Partnering with Other Bilateral Donors
The United States has partnered closely with other donor nations to pursue joint strategies on HIV/AIDS. In November 2003, President Bush and U.K. Prime Minister Blair, with Ambassador Tobias present, launched a Special Joint Task Force on HIV/AIDS to strengthen cooperative efforts in five African countries severely affected by HIV/AIDS - Ethiopia, Kenya, Uganda, Nigeria, and Zambia. The Task Force was established to focus and reinforce bilateral efforts in these countries, enlisting other donors and host governments as well. Coordinated U.S.-U.K. cooperation is targeted to expanding prevention activities, providing wide access to care and treatment, and building a skilled force of health care workers, with a focus on the comparative strengths of each nation in its international HIV/AIDS programming.

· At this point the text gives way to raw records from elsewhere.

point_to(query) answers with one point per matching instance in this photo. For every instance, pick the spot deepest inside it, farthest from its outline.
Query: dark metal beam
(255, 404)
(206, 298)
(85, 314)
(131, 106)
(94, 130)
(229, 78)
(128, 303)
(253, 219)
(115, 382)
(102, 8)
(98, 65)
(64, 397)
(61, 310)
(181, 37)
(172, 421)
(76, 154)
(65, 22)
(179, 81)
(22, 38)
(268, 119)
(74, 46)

Another important donor with whom the United States collaborates on the country level is the Netherlands. In September 2003, President Bush and Dutch Prime Minister Balkenende agreed to cooperate in HIV/AIDS prevention, treatment and care in countries where both the Netherlands and United States had significant bilateral programs. These nations currently include Ghana, Zambia, Rwanda, and Ethiopia. The cooperation agreement was a first step in a joint initiative between two of the world's largest donors for HIV/AIDS and contributed to the impetus for substantial increases in the Dutch international contribution to the fight against the HIV/AIDS pandemic. U.S.-Dutch field collaboration includes working together in:
Key Challenges and Future Directions
As in its bilateral programs, the Emergency Plan has made it a priority to avoid wasteful duplication or counterproductive effort in its multilateral programs with fellow donors and international organizations. Just as accountability is a fundamental principle of Emergency Plan strategy, the world community must insist on the greatest possible degree of accountability for each dollar spent by all donors. And just as the Emergency Plan commits to supporting, strengthening and expanding the work of national governments and community organizations, the world community must continue to deepen local ownership and sustainability of programs by reinforcing national strategies.